Based on these results, in adipocytic tumors, the differential diagnosis should be evaluated based on a comprehensive assessment of clinical, radiological, and histopathological examinations. Although a few scoring systems for the differential diagnosis of ALT/WDLS based on radiological findings have been reported1,7, there is no diagnostic scoring system that includes histopathological findings. In the previous studies of similar scoring systems, Nagano et al. reported a sensitivity of 100% and specificity of 77%1, and Cheng et al. reported a sensitivity of 90% and specificity of 92.5%7. The diagnostic accuracy for ALT/WDLS of this scoring system is almost the same as in these studies. However, Nagano et al. study examined 48 lipomas and 12 ALTs, without including WDLS, and the case number was lower compared with our study1. In addition, this study investigated adipocytic tumors in all locations, but Cheng et al. investigated only deep-seated adipocytic tumors7. These limitations may have affected the difference in accuracy between our scoring system and those studies. Although the diagnostic accuracy of our combined scoring system for ALT/WDLS was slightly lower than that of FISH for MDM2, our scoring system will help to distinguish between ALT/WDLS and lipoma in general orthopedic surgeons at clinics where cannot perform FISH examination.

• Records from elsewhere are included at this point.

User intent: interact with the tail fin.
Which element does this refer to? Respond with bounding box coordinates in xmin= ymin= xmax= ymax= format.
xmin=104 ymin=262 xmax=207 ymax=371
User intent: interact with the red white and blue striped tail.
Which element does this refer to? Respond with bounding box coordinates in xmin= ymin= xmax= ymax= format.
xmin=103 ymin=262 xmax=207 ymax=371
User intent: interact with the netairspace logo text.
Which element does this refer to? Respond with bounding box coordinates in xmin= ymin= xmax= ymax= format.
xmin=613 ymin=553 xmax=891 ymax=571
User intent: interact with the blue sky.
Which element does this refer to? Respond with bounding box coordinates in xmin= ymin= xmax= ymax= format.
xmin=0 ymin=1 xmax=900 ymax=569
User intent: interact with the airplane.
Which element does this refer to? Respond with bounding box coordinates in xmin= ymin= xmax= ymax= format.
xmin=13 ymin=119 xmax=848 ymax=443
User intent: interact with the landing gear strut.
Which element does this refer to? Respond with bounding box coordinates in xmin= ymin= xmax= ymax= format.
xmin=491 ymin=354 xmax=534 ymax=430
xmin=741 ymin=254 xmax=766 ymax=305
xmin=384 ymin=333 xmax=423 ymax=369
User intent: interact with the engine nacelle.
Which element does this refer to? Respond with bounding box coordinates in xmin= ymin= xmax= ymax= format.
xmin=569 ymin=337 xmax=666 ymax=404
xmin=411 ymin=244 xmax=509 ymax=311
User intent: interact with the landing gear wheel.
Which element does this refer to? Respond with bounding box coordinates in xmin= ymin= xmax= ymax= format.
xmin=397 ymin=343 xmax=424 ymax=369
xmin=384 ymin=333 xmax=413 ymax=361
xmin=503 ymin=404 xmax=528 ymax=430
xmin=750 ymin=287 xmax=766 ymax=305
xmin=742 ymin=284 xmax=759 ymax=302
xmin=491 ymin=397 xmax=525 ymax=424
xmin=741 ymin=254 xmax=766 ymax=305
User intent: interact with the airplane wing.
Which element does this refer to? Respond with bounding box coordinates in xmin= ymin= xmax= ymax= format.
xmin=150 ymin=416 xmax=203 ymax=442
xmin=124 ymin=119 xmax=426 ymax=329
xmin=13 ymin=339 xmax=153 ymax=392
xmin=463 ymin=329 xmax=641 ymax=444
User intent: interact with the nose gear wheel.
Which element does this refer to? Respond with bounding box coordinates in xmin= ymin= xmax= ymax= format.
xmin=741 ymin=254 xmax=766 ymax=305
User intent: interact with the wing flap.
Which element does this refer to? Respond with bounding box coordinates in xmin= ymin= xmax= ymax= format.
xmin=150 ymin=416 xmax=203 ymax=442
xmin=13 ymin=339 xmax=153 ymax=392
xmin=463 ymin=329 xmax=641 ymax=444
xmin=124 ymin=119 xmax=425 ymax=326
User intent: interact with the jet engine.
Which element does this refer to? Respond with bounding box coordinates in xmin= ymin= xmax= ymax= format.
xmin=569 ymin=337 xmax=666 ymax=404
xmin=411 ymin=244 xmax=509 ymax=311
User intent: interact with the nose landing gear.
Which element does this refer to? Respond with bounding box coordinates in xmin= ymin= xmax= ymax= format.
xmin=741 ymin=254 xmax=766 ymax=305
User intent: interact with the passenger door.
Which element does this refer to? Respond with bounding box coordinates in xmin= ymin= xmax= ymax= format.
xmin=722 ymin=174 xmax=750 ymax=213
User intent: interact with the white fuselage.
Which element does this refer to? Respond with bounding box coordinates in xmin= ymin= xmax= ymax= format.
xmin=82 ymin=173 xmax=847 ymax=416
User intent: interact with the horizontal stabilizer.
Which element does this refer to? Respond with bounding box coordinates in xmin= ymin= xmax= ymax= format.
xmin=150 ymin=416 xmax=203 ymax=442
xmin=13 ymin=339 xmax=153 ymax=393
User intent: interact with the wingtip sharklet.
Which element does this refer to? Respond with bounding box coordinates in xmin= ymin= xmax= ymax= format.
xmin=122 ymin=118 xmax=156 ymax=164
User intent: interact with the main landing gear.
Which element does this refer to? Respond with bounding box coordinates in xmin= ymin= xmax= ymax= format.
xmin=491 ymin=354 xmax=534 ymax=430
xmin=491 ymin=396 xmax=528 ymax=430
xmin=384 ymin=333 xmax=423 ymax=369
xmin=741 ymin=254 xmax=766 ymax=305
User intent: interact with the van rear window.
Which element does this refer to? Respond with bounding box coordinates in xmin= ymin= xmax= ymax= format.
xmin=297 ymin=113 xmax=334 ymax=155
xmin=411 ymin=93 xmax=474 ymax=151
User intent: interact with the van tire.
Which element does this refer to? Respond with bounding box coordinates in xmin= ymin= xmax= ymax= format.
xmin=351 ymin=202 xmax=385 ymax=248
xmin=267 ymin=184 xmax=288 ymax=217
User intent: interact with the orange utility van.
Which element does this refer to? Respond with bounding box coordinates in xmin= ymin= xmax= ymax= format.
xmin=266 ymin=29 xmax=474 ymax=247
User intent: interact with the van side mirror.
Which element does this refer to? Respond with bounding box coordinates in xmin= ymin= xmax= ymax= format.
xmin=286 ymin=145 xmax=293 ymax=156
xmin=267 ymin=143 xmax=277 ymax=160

This study had a limitation that the evaluation of specimens of needle biopsy may be affected by the biopsy site and the amount of sample. If a preoperative needle biopsy can be performed with an accurate procedure, the diagnostic accuracy for ALT/WDLS of this scoring system may be higher, which makes it a very useful diagnostic tool for the preoperative differential diagnosis of adipocytic tumors.

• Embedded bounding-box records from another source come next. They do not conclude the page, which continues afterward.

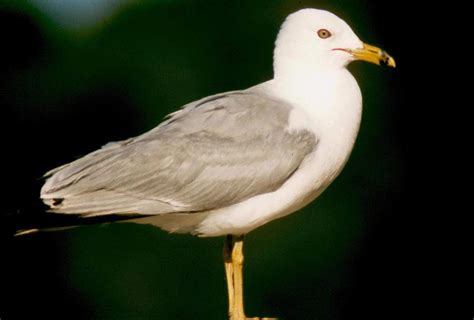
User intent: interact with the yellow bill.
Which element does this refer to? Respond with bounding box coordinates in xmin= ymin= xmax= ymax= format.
xmin=348 ymin=43 xmax=395 ymax=68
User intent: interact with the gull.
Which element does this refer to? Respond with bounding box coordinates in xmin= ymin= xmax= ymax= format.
xmin=35 ymin=9 xmax=395 ymax=320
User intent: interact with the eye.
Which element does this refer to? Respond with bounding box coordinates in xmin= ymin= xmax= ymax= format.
xmin=318 ymin=29 xmax=331 ymax=39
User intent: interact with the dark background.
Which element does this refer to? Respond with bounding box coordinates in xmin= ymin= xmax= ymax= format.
xmin=0 ymin=0 xmax=460 ymax=320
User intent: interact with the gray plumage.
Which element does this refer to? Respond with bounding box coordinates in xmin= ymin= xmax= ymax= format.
xmin=41 ymin=90 xmax=317 ymax=217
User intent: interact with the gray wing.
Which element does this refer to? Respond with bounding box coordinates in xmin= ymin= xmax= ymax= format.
xmin=41 ymin=91 xmax=317 ymax=216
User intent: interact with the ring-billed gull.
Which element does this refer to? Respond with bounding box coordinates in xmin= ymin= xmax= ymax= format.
xmin=31 ymin=9 xmax=395 ymax=320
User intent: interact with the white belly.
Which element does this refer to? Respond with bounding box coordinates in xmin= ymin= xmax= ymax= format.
xmin=195 ymin=72 xmax=362 ymax=236
xmin=136 ymin=70 xmax=362 ymax=237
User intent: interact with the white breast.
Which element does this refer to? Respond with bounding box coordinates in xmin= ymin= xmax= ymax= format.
xmin=195 ymin=69 xmax=362 ymax=236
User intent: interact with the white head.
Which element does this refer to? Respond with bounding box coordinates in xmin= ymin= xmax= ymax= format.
xmin=273 ymin=9 xmax=395 ymax=77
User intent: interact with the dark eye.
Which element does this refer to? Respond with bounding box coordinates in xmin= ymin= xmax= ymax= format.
xmin=318 ymin=29 xmax=331 ymax=39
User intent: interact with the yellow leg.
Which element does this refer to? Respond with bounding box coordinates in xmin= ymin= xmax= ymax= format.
xmin=232 ymin=236 xmax=246 ymax=320
xmin=223 ymin=235 xmax=276 ymax=320
xmin=223 ymin=235 xmax=235 ymax=319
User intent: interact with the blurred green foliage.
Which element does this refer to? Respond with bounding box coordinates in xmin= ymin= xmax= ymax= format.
xmin=0 ymin=0 xmax=405 ymax=319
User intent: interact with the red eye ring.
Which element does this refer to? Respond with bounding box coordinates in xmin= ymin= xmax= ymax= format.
xmin=318 ymin=29 xmax=331 ymax=39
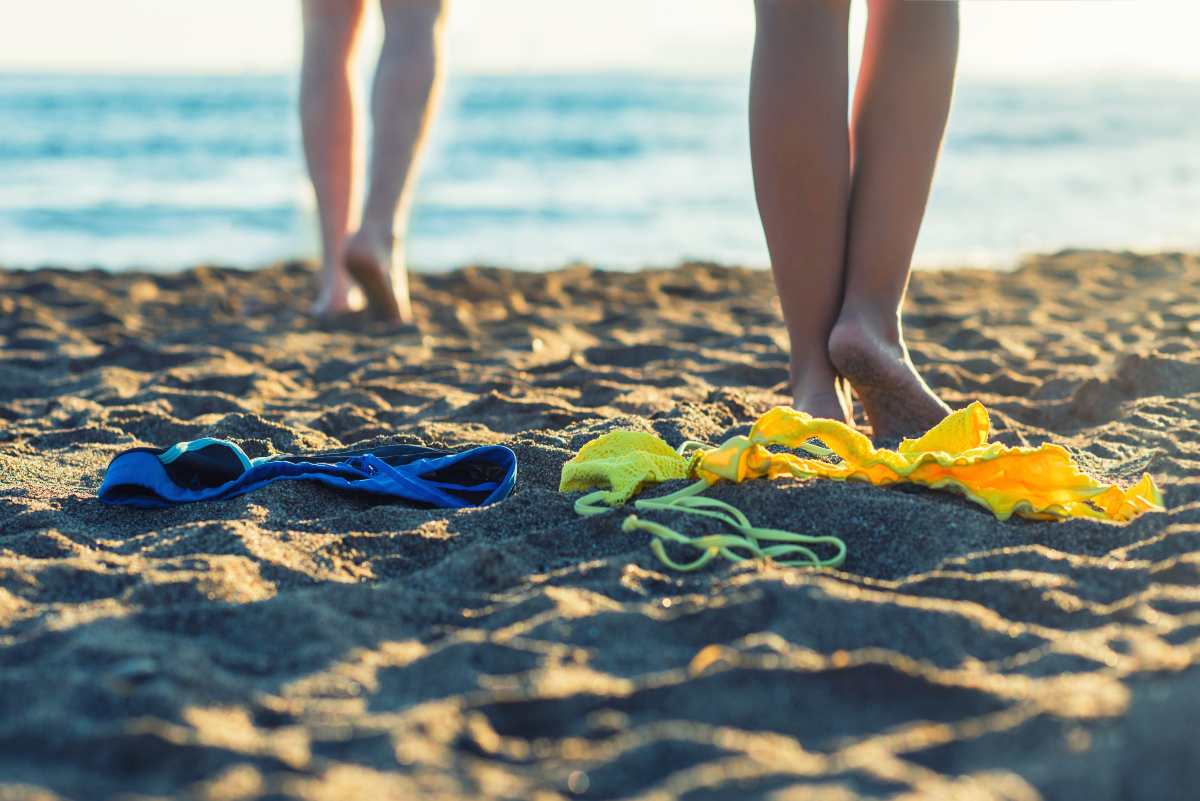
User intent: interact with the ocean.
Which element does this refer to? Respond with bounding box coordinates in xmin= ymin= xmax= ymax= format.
xmin=0 ymin=74 xmax=1200 ymax=270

In conclusion, we developed a new combined scoring system based on a comprehensive assessment of clinical, radiological, and histopathological examinations for the preoperative differential diagnosis between ALT/WDLS and lipoma. This scoring system had high diagnostic accuracy for differential diagnosis of ALT/WDLS and was a useful preoperative diagnostic tool that anyone can use easily in many medical institutions.